No trabalho, os pesquisadores do Ipea comparam a taxa de desemprego de cada estado com a proporção de pessoas sem trabalho há pelo menos 12 meses e com a taxa de desemprego do grupo analisado em cada unidade da federação, apresentando também dados por faixa etária e escolaridade.

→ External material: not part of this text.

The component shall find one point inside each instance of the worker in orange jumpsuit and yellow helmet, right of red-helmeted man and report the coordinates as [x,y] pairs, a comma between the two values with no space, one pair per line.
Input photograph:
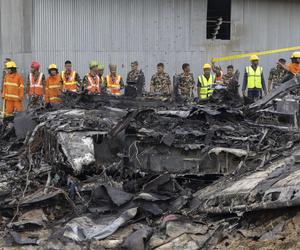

Os resultados mostram uma menor diferença de sensibilidade da taxa de desemprego segundo o grau de instrução, com uma diferença de 0,3 p.p. entre trabalhadores com ensino médio incompleto e completo.

“A falta de experiência profissional e a necessidade de conciliar trabalho com formação educacional são alguns dos fatores que dificultam a entrada dos jovens no mercado de trabalho” destaca Maíra Franca, uma das autoras do trabalho.

Considerando números absolutos de desemprego, as maiores taxas foram detectadas entre o terceiro trimestre de 2014 e o primeiro trimestre de 2017, quando o desemprego aumentou em mais de 6 p.p. e a parcela de pessoas em busca de trabalho por um ano ou mais cresceu 5 p.p. Nesse mesmo período, o desemprego entre as mulheres negras cresceu 8 p.p., contra 4,6 p.p. para os homens brancos.

Na análise por grau de escolarização, entre 2014 e 2017 os trabalhadores menos escolarizados foram os mais impactados: alta de 7 p.p. entre aqueles com ensino médio incompleto, contra 5,9 p.p. entre trabalhadores com ensino médio completo. Em relação à faixa etária, o desemprego entre os jovens, que já era elevado, subiu 10,6 p.p., enquanto os adultos experimentaram aumento de 4,8 p.p. na taxa.

“Os efeitos das oscilações da economia podem ser bastante heterogêneos. Conhecer em que medida essas oscilações afetam o desemprego dos diferentes grupos socioeconômicos permite que se desenhe políticas públicas de forma mais adequada para cada público”, pontua o pesquisador do Ipea, Miguel Foguel, coautor do trabalho. O estudo indica que, de forma geral, o mercado de trabalho vem se recuperando, mas a passos lentos: a taxa de desemprego caiu 1 p.p. entre o primeiro trimestre de 2017 e o segundo trimestre de 2018.